Когда командир дивизиона Гайко — Белан выбрался из воды на берег и снова побежал по набережной к горящему катеру, его схватили и насильно потащили в убежище. Контр–адмирал Фадеев приказал, если надо, силой убрать всех людей от места пожара.
В это время раздался глухой и тяжелый, как грозовой разряд, взрыв. Он снес крыши и разрушил стены базовых построек, выплеснул воду из бухты, и она залила всю набережную, как во время наводнения.
И над тем местом, где был катер, поднялся, как гриб, высокий столб воды и черного дыма. Такой высокий, что его видно было и в Севастопольской бухте, где стояли боевые корабли, и в городе, и на передовой.
Черный дым, как траурный флаг, долго еще висел над бухтой, и ветер медленно относил его в море.

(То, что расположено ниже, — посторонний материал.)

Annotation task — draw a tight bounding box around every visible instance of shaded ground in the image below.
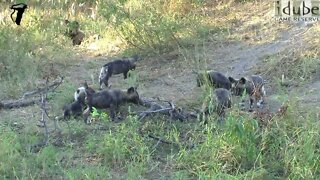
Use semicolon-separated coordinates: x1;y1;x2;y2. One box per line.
52;25;319;115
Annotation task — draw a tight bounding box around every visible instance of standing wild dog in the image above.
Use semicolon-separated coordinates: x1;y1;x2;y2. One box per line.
84;87;140;121
63;82;95;119
229;75;266;110
197;71;231;90
99;55;139;89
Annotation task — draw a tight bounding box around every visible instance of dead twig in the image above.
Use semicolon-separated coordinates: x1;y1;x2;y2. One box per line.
21;77;63;99
0;77;63;109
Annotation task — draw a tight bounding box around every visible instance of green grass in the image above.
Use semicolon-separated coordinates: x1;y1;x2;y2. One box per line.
0;0;320;179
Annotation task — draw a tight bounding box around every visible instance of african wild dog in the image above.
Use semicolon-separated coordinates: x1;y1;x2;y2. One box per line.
99;55;139;89
63;82;95;119
64;20;85;46
197;71;231;90
84;87;140;121
229;75;266;110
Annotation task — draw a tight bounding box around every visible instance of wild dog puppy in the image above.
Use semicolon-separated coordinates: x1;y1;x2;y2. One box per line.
64;20;85;46
197;71;231;90
84;87;140;121
99;55;139;89
74;81;96;102
229;75;266;110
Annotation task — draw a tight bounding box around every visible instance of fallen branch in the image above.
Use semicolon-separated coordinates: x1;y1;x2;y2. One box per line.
0;77;63;109
22;77;63;99
138;97;197;121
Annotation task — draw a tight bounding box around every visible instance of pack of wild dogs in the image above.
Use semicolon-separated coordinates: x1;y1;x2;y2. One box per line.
63;53;266;123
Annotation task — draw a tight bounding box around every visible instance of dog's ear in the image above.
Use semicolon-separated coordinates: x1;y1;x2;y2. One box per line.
127;87;136;94
228;77;236;83
239;77;247;84
83;81;89;89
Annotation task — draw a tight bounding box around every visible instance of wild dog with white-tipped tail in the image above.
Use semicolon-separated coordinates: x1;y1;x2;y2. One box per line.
84;87;140;121
99;55;139;89
229;75;266;110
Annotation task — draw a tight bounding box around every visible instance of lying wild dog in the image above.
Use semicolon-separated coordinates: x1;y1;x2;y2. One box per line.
99;55;139;89
202;88;231;118
197;71;231;90
58;82;95;119
84;87;140;121
229;75;266;110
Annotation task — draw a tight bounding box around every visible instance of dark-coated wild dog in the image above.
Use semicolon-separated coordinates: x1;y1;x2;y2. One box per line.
84;87;140;121
63;82;95;119
99;55;139;89
197;71;231;90
229;75;266;109
74;82;95;102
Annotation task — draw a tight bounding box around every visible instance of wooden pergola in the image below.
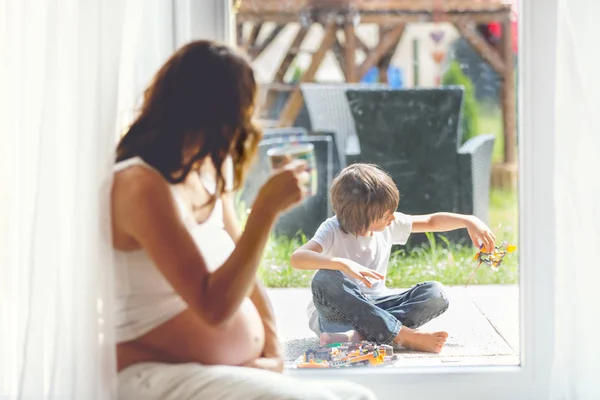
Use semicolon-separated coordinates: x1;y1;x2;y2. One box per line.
235;0;517;170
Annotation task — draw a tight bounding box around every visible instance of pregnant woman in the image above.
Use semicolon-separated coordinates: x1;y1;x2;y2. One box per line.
111;41;374;400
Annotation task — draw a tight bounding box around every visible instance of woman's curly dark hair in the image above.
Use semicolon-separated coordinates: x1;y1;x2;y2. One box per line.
117;41;262;197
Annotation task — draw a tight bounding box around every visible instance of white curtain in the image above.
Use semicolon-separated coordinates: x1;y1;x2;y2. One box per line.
0;0;125;400
118;0;178;138
551;0;600;399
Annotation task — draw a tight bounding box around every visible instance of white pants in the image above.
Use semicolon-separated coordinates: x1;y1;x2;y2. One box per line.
118;363;375;400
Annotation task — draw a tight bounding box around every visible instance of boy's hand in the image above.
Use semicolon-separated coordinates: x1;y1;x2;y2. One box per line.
334;258;385;288
467;217;496;252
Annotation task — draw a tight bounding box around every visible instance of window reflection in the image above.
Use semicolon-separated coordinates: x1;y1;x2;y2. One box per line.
235;0;519;368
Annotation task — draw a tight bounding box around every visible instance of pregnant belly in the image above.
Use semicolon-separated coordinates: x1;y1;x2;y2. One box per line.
136;298;265;365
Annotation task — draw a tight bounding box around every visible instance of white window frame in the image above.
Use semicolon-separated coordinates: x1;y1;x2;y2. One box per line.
192;0;556;399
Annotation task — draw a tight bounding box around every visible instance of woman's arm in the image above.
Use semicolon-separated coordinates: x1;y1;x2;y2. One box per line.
112;164;305;324
411;212;496;249
222;192;283;366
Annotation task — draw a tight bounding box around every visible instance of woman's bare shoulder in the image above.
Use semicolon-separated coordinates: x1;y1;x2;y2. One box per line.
111;165;176;238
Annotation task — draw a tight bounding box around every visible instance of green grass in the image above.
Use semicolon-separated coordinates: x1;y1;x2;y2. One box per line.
248;103;519;287
253;190;519;287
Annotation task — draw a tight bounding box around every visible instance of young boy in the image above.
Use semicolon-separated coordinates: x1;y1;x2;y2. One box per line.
291;164;496;353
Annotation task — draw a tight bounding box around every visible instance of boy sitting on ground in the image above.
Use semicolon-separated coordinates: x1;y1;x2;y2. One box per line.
291;164;496;353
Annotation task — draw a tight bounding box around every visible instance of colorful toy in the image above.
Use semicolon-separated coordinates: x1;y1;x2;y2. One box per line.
296;341;398;368
465;241;517;287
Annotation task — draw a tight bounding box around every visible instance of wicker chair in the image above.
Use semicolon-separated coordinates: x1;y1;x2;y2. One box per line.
300;83;385;168
346;87;495;244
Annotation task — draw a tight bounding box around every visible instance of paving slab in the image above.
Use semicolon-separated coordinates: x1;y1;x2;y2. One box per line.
467;285;520;354
267;286;518;367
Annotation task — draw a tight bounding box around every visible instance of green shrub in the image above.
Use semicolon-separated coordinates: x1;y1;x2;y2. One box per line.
442;61;479;143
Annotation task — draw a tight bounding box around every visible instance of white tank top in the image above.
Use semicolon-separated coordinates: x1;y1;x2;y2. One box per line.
114;157;235;343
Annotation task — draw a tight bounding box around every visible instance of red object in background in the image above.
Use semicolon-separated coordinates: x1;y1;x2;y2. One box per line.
487;0;519;54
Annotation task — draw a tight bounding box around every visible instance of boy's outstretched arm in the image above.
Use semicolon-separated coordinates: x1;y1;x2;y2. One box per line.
411;212;496;250
290;240;384;287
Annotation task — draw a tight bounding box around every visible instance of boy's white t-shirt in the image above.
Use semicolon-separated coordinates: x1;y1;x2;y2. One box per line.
307;212;412;334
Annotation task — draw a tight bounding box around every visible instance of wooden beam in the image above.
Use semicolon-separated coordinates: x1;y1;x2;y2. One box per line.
355;35;371;55
261;26;309;114
454;21;505;76
236;9;510;25
501;18;517;164
279;23;337;127
333;36;348;80
377;26;402;83
344;22;360;82
358;24;406;77
274;26;308;82
235;22;244;47
248;25;285;60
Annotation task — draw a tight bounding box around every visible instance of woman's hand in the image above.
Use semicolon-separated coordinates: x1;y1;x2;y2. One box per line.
243;357;283;374
467;217;496;252
333;258;385;288
252;161;309;213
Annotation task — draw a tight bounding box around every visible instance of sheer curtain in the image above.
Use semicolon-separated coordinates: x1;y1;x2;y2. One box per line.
0;0;125;400
551;0;600;399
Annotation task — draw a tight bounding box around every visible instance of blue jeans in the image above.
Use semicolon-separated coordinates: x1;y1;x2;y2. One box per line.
312;270;448;344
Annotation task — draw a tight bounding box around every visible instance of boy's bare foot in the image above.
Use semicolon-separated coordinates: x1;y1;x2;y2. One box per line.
320;330;363;346
394;326;448;353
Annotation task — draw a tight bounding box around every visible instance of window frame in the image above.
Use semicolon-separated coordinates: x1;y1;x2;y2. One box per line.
197;0;556;399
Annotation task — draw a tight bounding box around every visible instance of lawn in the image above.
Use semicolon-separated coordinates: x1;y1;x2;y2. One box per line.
259;190;518;287
251;105;519;287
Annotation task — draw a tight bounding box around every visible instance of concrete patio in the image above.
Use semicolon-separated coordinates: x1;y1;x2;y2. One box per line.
268;285;519;368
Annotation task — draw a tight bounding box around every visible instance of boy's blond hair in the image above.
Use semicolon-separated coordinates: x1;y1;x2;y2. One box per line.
331;164;400;235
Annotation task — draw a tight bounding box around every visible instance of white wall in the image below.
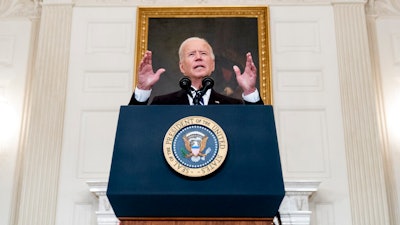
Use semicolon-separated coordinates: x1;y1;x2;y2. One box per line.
0;19;31;225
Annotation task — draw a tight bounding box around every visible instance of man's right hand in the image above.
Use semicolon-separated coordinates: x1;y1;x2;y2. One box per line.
137;50;165;90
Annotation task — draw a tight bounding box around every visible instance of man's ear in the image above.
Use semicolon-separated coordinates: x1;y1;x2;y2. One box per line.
179;62;185;75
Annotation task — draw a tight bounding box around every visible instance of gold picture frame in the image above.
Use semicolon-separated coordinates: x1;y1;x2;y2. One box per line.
134;6;272;105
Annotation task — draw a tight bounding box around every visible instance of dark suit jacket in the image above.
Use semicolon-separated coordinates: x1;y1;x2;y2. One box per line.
129;89;264;105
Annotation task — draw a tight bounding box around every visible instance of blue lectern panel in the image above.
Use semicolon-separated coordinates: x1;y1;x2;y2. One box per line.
107;105;285;217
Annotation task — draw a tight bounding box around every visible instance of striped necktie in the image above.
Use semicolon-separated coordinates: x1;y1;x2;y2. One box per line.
193;91;204;105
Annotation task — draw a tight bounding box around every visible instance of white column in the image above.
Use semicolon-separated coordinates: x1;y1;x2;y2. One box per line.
87;181;119;225
333;3;390;225
12;4;72;225
279;180;321;225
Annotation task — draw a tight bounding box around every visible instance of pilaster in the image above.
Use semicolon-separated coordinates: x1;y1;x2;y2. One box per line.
333;4;390;225
13;4;72;225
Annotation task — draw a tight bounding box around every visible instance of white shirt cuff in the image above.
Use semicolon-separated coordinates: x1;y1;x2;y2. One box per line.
242;89;260;103
135;87;151;102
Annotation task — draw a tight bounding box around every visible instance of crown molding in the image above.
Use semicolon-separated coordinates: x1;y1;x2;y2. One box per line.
366;0;400;17
0;0;42;19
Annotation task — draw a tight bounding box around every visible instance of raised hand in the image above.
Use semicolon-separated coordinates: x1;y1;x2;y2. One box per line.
137;51;165;90
233;52;257;95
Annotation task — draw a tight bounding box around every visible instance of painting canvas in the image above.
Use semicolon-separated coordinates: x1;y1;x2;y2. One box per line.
135;7;271;104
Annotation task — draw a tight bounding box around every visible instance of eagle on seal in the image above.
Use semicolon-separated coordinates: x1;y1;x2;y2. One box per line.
183;136;208;158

Иван Голубец не успел выбросить в море последние бомбы, и сейчас его тело взрывной волной было сброшено на пирс. Матросы, подняв его на руки, медленно понесли на берег.
На всех кораблях приспустили кормовые флаги…
Глава двадцать четвертая
С начала января на Севастопольском фронте установилось относительное затишье. Но можно ли назвать это затишьем? У меня сохранились записи одного такого «мирного» дня:
«11 марта с утра с херсонесского аэродрома вылетели восемь «ИЛ‑2», под прикрытием истребителей штурмовали фашистские войска на Севастопольском фронте.
Катера–охотники № 061, 091, 0101– производили поиск немецких подлодок и плавающих мин на фарватерах и в прибрежной зоне. Производились тральные работы по расширению фарватера № 3. Катер № 091 уничтожил глубинной бомбой плавающую мину. Два катера–тральщика с магнитной тралбаржей работали в районе Казачьей бухты. Тральщики были обстреляны со стороны селения Мамашей фашистской артиллерией. Всего было выпущено тридцать два снаряда. Повреждений и жертв нет».
Вот такой повседневной, будничной работой занимались катера–охотники и тральщики нашего соединения, часто под артиллерийским обстрелом и бомбежкой. О таких делах не пишут в Сводках Верховного Главнокомандования и о них забывают потом. За те месяцы 1942 года, когда немцы перешли к обороне, наши войска улучшили свое положение на передовой, построили новые дзоты и доты, окопы и ходы сообщения, землянки и блиндажи. Береговая артиллерия, которая так искусно громила врага, требовала ремонта. Знаменитая 10‑я батарея капитана Матушенко была разрушена в жестоких декабрьских боях, и оставшийся в живых личный состав ее отошел на 30‑ю батарею. Теперь в районе Константиновского равелина создавалась новая батарея из трех 130‑миллиметровых орудий, которую назвали 12‑й, и командование ею поручили Матушенко.
А 30‑я батарея с ее пушками большого калибра, с современной техникой и подземными сооружениями, батарея, которую немцы именовали «форт «Максим Горький», переживала тяжелые дни. К этому времени в результате интенсивной стрельбы вышли из строя стволы главного калибра. Их надо было заменить, а передний край фронта проходил всего в полутора километрах от позиции батареи. К тому же эта операция требовала не менее двух месяцев. Но, призвав на помощь русскую смекалку и уменье, люди выполнили ее за шестнадцать дней. Батарея снова была в строю и, к удивлению немцев, которые считали ее разбитой, открыла огонь! На батарею прибыли адмирал Октябрьский и член Военного совета Кулаков, они благодарили личный состав, инженеров и рабочих за трудовой подвиг.